Even when such tests are performed correctly, it’s a challenge to draw sensible conclusions. And analyzing statistical data presents many opportunities for making logical errors.
One such analytical error is often committed by researchers comparing multiple groups. Suppose, for purposes of illustration, that you tested two strategies for improving memory: drinking orange juice, and injecting a drug into the brain. People who drank the orange juice showed slight memory improvement, but not quite enough to be statistically significant. People taking the drug showed better memory improvement, just enough to be statistically significant.
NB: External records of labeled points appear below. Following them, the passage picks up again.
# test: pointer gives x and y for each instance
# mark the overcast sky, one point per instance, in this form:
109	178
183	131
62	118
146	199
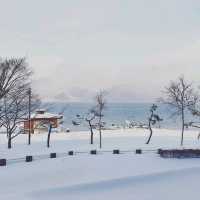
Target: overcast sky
132	48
For many scientists, the knee-jerk conclusion is that the drug works but orange juice doesn’t. But for those who prefer thinking with brain rather than knee, further review is required. In fact, when one test shows statistical significance and the other doesn’t, the difference between the two tests may not itself be statistically significant. Two groups may fall just barely on opposite sides of the imaginary statistical significance threshold. Concluding that one strategy works but the other doesn’t is statistically stupid.
Surely, you would surmise, sophisticated scientific researchers would realize the error of such thinking and never perform an analysis in that way. And of course, some are well aware of that issue. In fact, a 2006 paper by statisticians Andrew Gelman of Columbia University and Hal Stern of the University of California, Irvine explicitly pointed out this mistake, in a paper titled “The Difference Between ‘Significant’ and ‘Not Significant’ Is Not Itself Statistically Significant.”
“As teachers of statistics, we might think that ‘everybody knows’ that comparing significance levels is inappropriate, but we have seen this mistake all the time in practice,” Gelman and Stern wrote in the American Statistician. But apparently a lot of scientists don’t read that journal. A report by three Dutch psychologists in a recent issue of Nature Neuroscience points out that this shaky statistical reasoning remains fairly common.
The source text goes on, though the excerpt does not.